Ataque – entregando efeitos de poder aéreo, cinéticos e não cinéticos, em todos os domínios (Aéreo, Terrestre, Marítimo, Cibernético e Espacial).
Inteligência, Vigilância e Reconhecimento – Desenvolvimento da consciência situacional e aumento da compreensão da situação estratégica e tática.
Mobilidade Aérea – Permitindo operações, implantando, sustentando, recuperando forças e produzindo um efeito decisivo por meio de atividades como a ajuda humanitária.
Comando e Controle Aéreo – Permitindo o fornecimento do poder aéreo.
Espaço – Desenvolvendo a consciência situacional e responsável pelo espaço em operações afetas à defesa para operar e gerar elementos de capacidade espacial.

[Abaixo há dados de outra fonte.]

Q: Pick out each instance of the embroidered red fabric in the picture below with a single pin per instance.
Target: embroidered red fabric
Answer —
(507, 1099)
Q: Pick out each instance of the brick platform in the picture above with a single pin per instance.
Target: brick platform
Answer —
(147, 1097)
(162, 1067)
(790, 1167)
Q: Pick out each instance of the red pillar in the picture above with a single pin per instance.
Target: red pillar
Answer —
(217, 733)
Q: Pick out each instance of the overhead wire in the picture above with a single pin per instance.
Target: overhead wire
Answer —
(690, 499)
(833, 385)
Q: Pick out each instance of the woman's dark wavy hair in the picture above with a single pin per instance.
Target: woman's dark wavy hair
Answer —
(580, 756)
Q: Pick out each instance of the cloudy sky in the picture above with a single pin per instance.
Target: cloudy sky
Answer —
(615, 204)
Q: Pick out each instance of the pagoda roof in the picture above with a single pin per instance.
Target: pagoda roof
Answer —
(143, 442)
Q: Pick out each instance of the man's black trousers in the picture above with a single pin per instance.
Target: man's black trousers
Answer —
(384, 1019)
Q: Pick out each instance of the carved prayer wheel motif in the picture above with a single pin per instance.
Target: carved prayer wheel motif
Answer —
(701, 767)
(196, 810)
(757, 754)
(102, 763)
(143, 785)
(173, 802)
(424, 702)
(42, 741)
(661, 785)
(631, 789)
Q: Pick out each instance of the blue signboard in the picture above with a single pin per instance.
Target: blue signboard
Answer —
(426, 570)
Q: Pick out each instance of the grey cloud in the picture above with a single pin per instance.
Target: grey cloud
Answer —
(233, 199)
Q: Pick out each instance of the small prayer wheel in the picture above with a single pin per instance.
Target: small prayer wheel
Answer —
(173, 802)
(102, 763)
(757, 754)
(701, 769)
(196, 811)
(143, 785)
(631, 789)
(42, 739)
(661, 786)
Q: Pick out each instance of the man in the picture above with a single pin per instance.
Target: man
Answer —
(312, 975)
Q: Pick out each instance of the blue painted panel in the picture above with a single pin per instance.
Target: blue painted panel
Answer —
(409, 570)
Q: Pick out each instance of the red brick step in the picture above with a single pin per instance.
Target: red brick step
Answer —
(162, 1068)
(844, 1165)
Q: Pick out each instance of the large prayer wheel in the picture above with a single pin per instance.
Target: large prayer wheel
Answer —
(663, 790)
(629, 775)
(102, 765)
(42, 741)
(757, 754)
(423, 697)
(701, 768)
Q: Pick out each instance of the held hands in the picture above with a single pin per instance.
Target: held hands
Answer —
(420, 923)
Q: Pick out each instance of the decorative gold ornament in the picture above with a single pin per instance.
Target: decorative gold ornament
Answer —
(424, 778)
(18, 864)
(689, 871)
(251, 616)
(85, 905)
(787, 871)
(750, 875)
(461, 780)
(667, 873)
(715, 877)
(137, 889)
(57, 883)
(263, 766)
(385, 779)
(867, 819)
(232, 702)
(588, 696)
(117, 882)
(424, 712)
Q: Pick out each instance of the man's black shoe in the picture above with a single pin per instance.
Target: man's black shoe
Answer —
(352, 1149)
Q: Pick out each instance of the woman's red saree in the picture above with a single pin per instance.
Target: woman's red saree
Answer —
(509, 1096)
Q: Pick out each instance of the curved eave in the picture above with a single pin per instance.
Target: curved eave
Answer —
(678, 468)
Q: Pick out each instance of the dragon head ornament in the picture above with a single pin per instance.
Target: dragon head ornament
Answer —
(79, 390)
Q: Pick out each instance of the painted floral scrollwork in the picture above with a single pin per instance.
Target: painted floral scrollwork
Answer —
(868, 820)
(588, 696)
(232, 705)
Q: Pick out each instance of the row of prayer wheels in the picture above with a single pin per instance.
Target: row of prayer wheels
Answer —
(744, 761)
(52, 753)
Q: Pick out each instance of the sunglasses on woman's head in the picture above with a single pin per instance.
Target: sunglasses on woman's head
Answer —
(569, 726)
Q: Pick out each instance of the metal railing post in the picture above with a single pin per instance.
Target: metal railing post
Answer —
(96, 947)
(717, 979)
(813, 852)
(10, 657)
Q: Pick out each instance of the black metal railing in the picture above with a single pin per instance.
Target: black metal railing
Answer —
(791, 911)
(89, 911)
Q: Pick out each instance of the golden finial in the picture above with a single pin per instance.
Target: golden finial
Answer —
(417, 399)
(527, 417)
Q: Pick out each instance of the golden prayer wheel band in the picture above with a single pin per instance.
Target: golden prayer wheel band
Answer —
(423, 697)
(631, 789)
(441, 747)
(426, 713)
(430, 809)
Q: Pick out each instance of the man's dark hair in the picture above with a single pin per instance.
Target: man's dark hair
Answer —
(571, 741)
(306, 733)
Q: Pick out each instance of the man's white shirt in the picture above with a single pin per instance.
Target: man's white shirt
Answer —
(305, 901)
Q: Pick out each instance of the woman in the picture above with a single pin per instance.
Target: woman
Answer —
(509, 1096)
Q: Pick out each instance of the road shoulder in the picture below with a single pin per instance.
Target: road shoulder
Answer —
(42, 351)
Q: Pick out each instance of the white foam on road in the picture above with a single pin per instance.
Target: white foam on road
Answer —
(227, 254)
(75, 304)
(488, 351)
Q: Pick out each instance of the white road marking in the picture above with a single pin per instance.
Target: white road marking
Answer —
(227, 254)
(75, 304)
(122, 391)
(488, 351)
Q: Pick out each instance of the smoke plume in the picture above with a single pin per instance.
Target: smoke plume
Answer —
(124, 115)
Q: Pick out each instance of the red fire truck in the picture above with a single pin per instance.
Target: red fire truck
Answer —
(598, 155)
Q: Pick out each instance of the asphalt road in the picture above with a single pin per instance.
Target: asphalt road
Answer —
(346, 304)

Organização da Royal Air Force
A RAF é formada por militares da ativa e da reserva. Essa, por sua vez, é formada por militares que deixaram o serviço ativo, passando a integrar a Royal Auxiliary Air Force (RAuxAF), e por pessoal civil, que são voluntários e recebem treinamento militar. Segundo dados do governo britânico, em 1º de janeiro de 2022, a RAF contava com um efetivo de 36.963 militares, sendo 32.878 da ativa, 980 reservistas e 2.926 da reserva voluntária.
A Real Força Aérea é organizada com um Estado-Maior e um Air Command (Comando Aéreo) ao qual são subordinados cinco grupos. Os grupos, por sua vez, são formados por esquadrões, esquadrilhas, alas e outras formações operacionais, além de centros, diretorias e escolas. A sede da Royal Air Force e do Air Command fica na estação da RAF em High Wycombe, a noroeste de Londres.
O Chefe do Estado-Maior (um oficial-general de quatro estrelas) é o comandante da RAF que se reporta ao Chefe do Estado-Maior de Defesa (ocupado em rodízio entre as três forças armadas). O ChEM RAF é assessorado pelos dois vice-chefes do Air Command (oficiais-generais de três estrelas), de Operações e de Capacidades (o Air Command não tem um chefe), bem como por dois assistentes, de Estratégia e de Planejamento e pelo Diretor de Recursos.
O vice-chefe de Operações é o segundo-em-comando da RAF, e é o responsável pela condução de operações aéreas e espaciais no Reino Unido e no exterior. São subordinados a ele os comandantes (oficiais-generais de duas estrelas) dos grupos 1, 2, 11 e 22.
O vice-chefe de Capacidades é o responsável pelo planejamento estratégico e provisão de pessoal, equipamentos, infraestrutura e treinamento. A ele são subordinados o Chefe de Pessoal, o Chefe de Capacidades, o Capelão-em-Chefe, o Diretor Jurídico e o Chefe do Serviço Médico.